Although Nash equibiria have not been defined for sequential games yet, this condition has the same flavor.
In this section we look at the special case of 1-player games. These games are more optimization problems than games, but backward induction can be demonstrated nicely at them.
Here is the extensive form as game tree. At each round you have the option to dare the next question or to stop. If you stop, an edge goes to a leaf, an end situation, and the red number written at that leaf shows how much you have won. If you dare the next question, an edge goes to a green vertex, where a random experiment is performed. This random experiment has two outcomes---the answer can be correct or wrong. The probabilities for the two outcomes are written below the green edge. If the answer was wrong, you have again reached a leaf, a final situation, with a payoff of 0. Otherwise, you are facing the decision whether to stop or to dare the next question of the next round.
The amount of $10000 is distributed into 5 envelopes.

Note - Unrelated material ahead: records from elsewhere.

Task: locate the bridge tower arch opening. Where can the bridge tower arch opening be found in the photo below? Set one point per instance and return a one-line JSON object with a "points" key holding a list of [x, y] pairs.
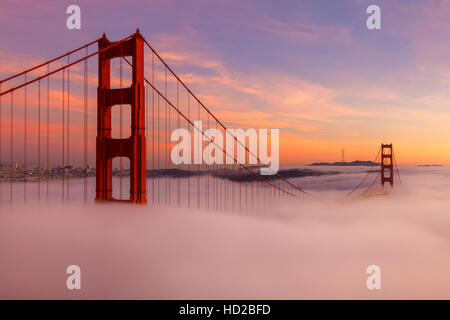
{"points": [[133, 147], [387, 165]]}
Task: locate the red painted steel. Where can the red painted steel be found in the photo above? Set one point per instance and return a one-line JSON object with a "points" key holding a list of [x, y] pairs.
{"points": [[134, 146], [387, 167]]}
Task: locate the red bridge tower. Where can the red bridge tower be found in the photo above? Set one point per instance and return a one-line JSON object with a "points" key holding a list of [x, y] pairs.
{"points": [[387, 167], [134, 146]]}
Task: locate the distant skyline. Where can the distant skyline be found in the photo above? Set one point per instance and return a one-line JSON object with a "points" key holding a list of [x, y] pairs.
{"points": [[310, 68]]}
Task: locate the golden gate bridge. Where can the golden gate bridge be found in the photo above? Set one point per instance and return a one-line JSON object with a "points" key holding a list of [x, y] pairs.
{"points": [[47, 126]]}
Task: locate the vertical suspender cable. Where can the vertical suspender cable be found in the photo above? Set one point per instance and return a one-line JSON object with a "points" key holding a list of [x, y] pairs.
{"points": [[190, 153], [153, 130], [39, 140], [85, 129], [25, 147], [48, 132], [120, 123], [68, 125], [11, 150], [63, 137]]}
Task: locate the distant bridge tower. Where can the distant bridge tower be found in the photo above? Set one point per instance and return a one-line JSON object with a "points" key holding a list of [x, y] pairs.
{"points": [[387, 167], [132, 147]]}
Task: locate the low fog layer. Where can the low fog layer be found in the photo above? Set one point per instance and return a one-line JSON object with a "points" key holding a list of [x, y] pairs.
{"points": [[318, 248]]}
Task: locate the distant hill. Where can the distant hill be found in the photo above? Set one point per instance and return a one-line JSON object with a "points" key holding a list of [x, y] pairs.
{"points": [[346, 164]]}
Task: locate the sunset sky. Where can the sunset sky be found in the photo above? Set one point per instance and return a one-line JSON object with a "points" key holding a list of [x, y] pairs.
{"points": [[310, 68]]}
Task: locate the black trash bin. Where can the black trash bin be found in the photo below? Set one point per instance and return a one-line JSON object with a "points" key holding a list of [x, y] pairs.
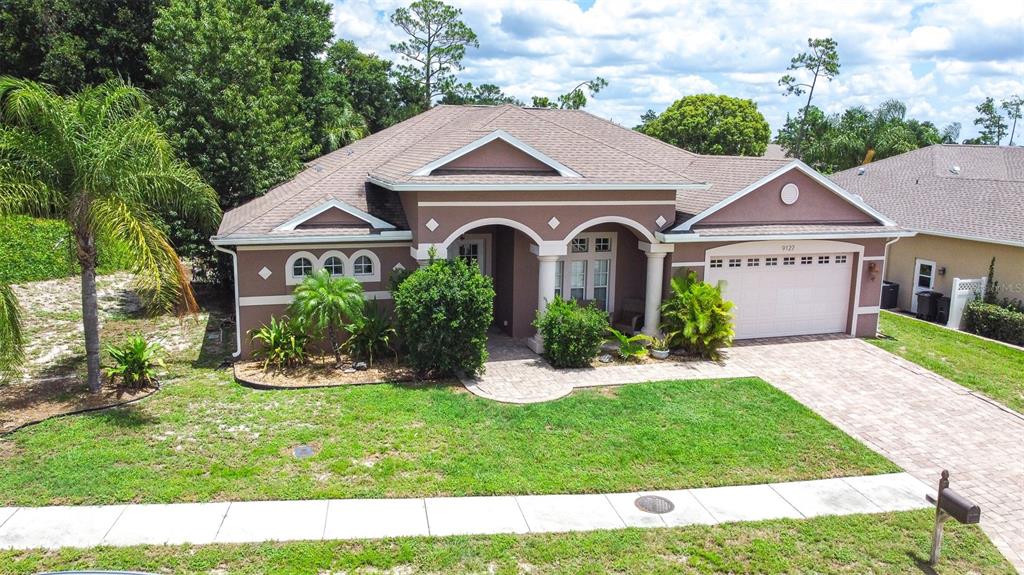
{"points": [[890, 295]]}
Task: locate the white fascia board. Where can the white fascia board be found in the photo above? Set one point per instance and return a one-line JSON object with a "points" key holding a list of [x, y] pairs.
{"points": [[970, 237], [808, 171], [692, 237], [268, 239], [427, 186], [522, 146], [374, 221]]}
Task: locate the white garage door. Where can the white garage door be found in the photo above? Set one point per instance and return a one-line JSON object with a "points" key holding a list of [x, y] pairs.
{"points": [[785, 295]]}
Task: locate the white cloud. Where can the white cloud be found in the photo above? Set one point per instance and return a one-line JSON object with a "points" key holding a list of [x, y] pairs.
{"points": [[939, 58]]}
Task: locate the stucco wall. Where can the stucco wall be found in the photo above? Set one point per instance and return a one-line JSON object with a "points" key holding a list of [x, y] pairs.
{"points": [[962, 258], [815, 205]]}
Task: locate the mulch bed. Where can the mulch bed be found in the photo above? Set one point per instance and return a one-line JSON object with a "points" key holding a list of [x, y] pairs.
{"points": [[24, 404], [321, 373]]}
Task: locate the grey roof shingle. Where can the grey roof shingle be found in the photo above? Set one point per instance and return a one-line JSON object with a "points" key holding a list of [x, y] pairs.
{"points": [[921, 190], [602, 152]]}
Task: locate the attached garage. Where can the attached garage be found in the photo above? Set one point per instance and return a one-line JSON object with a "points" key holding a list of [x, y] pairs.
{"points": [[785, 289]]}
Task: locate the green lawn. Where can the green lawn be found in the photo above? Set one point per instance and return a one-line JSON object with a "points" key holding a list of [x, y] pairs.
{"points": [[205, 438], [878, 543], [991, 368]]}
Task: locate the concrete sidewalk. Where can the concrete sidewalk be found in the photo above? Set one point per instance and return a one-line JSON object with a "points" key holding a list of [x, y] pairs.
{"points": [[356, 519]]}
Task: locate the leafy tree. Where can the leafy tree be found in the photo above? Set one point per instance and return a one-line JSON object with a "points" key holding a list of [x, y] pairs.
{"points": [[436, 44], [74, 43], [992, 126], [820, 61], [375, 91], [1013, 108], [574, 98], [229, 100], [327, 304], [11, 339], [713, 124], [485, 94], [98, 161]]}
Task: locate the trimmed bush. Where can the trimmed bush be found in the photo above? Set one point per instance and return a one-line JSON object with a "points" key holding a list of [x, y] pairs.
{"points": [[696, 318], [34, 250], [442, 312], [572, 335], [994, 321]]}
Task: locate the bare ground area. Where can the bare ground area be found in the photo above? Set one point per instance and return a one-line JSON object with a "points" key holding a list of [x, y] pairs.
{"points": [[52, 381]]}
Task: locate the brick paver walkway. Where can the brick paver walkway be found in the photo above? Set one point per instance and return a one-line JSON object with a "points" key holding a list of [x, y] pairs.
{"points": [[920, 421], [515, 374]]}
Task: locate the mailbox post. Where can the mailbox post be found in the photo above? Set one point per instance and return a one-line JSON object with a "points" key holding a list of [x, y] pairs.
{"points": [[948, 503]]}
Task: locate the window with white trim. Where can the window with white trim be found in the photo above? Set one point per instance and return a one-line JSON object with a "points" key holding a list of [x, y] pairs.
{"points": [[363, 266], [335, 266], [302, 267]]}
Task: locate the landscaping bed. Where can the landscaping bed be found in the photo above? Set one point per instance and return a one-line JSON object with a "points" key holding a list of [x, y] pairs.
{"points": [[989, 367], [896, 542]]}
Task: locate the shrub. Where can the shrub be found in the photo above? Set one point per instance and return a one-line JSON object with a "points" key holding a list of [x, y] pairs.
{"points": [[572, 335], [283, 343], [696, 318], [994, 321], [631, 347], [442, 312], [134, 362], [326, 303], [371, 335]]}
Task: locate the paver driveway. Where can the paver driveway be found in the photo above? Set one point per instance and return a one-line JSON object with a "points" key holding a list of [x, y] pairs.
{"points": [[922, 422]]}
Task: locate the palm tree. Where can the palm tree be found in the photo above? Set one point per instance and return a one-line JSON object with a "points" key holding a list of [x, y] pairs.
{"points": [[11, 342], [326, 303], [98, 161]]}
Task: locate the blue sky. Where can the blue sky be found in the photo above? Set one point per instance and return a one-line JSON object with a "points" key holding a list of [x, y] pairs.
{"points": [[941, 58]]}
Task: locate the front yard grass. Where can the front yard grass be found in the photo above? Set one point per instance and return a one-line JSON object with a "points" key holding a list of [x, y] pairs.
{"points": [[205, 438], [991, 368], [896, 542]]}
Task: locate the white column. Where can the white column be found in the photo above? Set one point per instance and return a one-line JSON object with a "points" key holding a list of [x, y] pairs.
{"points": [[545, 293], [652, 303]]}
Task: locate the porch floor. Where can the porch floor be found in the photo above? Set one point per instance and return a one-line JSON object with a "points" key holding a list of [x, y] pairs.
{"points": [[515, 374]]}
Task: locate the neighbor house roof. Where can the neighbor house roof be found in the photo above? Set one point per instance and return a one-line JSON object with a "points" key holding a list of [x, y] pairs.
{"points": [[970, 191], [585, 152]]}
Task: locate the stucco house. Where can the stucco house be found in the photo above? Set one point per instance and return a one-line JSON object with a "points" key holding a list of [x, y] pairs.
{"points": [[967, 205], [553, 202]]}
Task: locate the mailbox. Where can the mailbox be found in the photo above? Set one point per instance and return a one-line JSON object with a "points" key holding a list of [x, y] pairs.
{"points": [[949, 504]]}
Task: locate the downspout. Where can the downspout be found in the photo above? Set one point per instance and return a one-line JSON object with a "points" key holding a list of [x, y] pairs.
{"points": [[238, 314]]}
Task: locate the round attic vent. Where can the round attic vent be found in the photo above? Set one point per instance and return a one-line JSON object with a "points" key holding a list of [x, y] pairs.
{"points": [[790, 193]]}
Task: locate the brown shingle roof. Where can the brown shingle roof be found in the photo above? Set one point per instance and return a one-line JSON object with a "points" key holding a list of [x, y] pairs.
{"points": [[602, 152], [922, 191]]}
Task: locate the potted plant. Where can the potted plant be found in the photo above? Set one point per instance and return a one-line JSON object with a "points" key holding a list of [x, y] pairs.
{"points": [[659, 348]]}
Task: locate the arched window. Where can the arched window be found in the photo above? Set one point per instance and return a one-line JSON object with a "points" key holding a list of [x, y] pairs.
{"points": [[334, 266], [302, 267], [363, 266]]}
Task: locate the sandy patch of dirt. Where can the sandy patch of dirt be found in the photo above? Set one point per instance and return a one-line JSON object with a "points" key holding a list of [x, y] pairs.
{"points": [[322, 372]]}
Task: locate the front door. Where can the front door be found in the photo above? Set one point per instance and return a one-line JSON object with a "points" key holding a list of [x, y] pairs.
{"points": [[924, 280]]}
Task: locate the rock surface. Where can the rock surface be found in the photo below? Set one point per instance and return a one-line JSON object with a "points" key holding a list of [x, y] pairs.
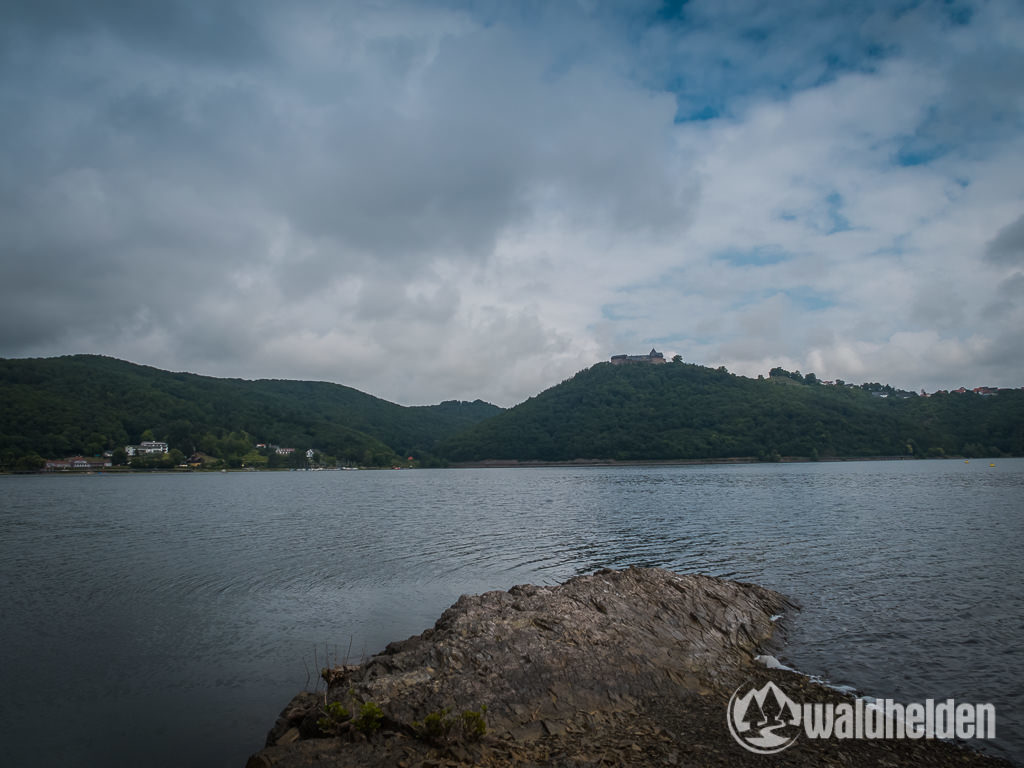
{"points": [[619, 668]]}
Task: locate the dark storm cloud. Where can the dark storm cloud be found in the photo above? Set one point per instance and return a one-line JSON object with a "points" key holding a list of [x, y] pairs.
{"points": [[220, 31]]}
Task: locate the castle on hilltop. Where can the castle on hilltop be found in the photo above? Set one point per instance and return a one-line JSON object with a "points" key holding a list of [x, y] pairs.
{"points": [[653, 357]]}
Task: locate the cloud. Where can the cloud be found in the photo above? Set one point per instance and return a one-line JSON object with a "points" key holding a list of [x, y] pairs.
{"points": [[1008, 247], [428, 201]]}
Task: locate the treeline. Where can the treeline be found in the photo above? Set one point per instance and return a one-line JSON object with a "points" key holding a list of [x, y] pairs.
{"points": [[88, 404], [682, 411]]}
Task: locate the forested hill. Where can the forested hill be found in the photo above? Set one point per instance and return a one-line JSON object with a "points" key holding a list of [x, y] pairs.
{"points": [[57, 407], [682, 411]]}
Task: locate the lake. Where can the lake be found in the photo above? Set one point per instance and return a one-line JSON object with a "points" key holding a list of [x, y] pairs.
{"points": [[166, 620]]}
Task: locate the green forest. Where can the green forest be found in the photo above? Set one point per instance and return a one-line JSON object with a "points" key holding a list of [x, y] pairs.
{"points": [[88, 404], [683, 411]]}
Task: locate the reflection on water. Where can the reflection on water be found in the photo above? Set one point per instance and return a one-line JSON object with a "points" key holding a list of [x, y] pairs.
{"points": [[166, 620]]}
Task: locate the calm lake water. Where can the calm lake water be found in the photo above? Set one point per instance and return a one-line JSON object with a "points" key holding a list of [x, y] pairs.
{"points": [[165, 621]]}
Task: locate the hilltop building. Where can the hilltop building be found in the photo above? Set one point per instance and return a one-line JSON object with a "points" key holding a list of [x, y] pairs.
{"points": [[653, 357]]}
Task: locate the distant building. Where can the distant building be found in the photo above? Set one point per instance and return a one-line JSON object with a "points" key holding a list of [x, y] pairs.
{"points": [[653, 357], [146, 448]]}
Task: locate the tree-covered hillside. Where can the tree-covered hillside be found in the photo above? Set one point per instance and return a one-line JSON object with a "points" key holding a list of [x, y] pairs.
{"points": [[86, 404], [682, 411]]}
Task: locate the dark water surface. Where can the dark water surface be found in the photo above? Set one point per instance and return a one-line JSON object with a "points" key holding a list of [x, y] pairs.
{"points": [[164, 621]]}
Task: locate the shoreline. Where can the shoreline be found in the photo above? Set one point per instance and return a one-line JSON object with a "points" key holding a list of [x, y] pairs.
{"points": [[630, 668]]}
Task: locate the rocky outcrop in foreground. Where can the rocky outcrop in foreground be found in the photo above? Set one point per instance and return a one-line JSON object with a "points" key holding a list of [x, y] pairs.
{"points": [[617, 668]]}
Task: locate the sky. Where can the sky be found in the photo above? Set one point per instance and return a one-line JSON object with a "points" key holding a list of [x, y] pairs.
{"points": [[433, 201]]}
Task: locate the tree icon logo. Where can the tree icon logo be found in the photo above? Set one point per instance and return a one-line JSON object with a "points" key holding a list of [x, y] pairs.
{"points": [[763, 720]]}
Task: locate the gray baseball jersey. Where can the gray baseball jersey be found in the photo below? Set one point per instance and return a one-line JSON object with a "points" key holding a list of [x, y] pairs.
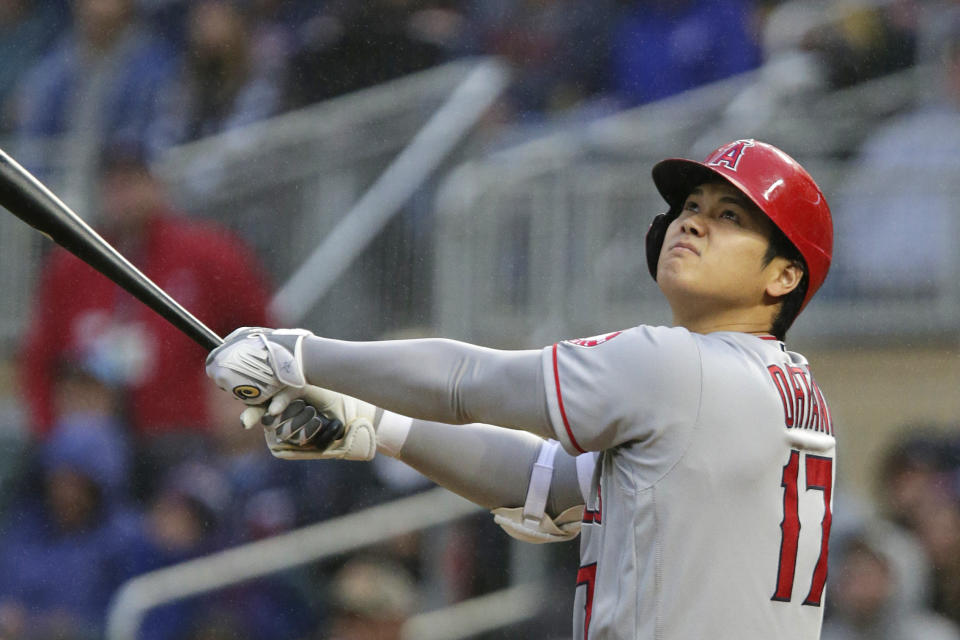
{"points": [[710, 507]]}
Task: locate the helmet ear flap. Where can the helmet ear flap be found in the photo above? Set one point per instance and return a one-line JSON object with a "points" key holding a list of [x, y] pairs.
{"points": [[655, 237]]}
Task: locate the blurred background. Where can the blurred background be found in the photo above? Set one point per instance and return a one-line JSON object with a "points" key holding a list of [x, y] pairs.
{"points": [[472, 169]]}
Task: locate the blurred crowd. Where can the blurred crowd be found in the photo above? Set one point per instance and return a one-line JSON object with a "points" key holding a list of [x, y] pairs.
{"points": [[131, 461]]}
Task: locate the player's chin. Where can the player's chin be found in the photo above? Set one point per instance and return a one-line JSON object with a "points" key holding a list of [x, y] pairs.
{"points": [[680, 279]]}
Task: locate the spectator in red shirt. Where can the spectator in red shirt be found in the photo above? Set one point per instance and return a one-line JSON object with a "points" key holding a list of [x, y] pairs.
{"points": [[82, 319]]}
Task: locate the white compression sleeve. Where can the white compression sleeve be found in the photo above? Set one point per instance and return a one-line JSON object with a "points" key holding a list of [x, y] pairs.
{"points": [[441, 380], [487, 465]]}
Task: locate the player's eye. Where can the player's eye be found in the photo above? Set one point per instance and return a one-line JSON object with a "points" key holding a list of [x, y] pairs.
{"points": [[728, 214]]}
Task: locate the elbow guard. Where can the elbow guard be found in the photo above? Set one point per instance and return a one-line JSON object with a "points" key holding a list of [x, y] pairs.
{"points": [[530, 523]]}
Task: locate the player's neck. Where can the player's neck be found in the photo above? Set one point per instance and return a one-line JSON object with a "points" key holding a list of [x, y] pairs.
{"points": [[756, 321]]}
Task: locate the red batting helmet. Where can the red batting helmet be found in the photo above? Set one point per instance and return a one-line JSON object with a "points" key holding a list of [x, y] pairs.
{"points": [[773, 181]]}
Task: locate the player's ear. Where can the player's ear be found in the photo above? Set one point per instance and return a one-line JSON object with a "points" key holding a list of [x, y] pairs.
{"points": [[785, 277]]}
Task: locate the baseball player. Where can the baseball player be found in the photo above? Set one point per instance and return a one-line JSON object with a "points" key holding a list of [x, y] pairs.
{"points": [[696, 461]]}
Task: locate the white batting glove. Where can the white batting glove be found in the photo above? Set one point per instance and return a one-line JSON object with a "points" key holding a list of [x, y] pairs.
{"points": [[255, 363], [295, 430]]}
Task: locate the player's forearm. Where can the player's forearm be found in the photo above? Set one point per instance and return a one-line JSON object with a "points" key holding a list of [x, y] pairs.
{"points": [[440, 380], [487, 465]]}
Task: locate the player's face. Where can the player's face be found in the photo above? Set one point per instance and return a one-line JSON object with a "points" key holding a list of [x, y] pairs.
{"points": [[713, 253]]}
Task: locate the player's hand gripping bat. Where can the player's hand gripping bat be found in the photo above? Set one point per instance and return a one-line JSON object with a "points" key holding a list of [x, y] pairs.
{"points": [[27, 198]]}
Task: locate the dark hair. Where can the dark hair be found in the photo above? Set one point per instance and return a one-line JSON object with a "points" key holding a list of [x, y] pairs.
{"points": [[781, 247]]}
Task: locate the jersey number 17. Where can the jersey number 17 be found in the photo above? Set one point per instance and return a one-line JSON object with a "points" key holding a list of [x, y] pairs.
{"points": [[819, 477]]}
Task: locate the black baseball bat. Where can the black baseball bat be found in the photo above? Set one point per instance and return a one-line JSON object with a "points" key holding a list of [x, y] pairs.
{"points": [[26, 197]]}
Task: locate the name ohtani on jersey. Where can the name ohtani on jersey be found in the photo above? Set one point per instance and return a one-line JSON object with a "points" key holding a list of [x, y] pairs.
{"points": [[803, 404]]}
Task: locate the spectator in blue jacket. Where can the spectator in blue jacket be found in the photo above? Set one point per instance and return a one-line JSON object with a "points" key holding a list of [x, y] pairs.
{"points": [[664, 47], [99, 84], [65, 545]]}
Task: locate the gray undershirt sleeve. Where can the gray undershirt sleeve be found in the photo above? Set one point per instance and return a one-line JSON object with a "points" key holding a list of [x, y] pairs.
{"points": [[488, 465], [434, 379]]}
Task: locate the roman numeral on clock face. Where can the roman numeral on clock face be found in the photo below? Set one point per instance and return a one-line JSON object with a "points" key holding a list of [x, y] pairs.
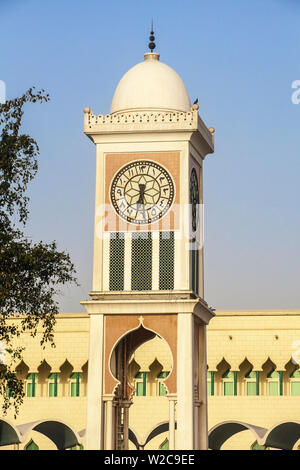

One envelope, the "bomb", remains empty. In the basic version the player knows how much is put into each envelope, let's say $1000, $2000, $3000, $4000, and 0. Then the envelopes are shuffled and in each round you, the player, can either choose to get one of the remaining envelopes or keep the money you have collected so far and quit. If you ask for a new envelope, randomly one of the remaining envelopes is selected and handed to the player. If this envelope contains nothing (the bomb), the player you lose all the money you collected in the previous envelopes, otherwise you add the money to the money taken so far.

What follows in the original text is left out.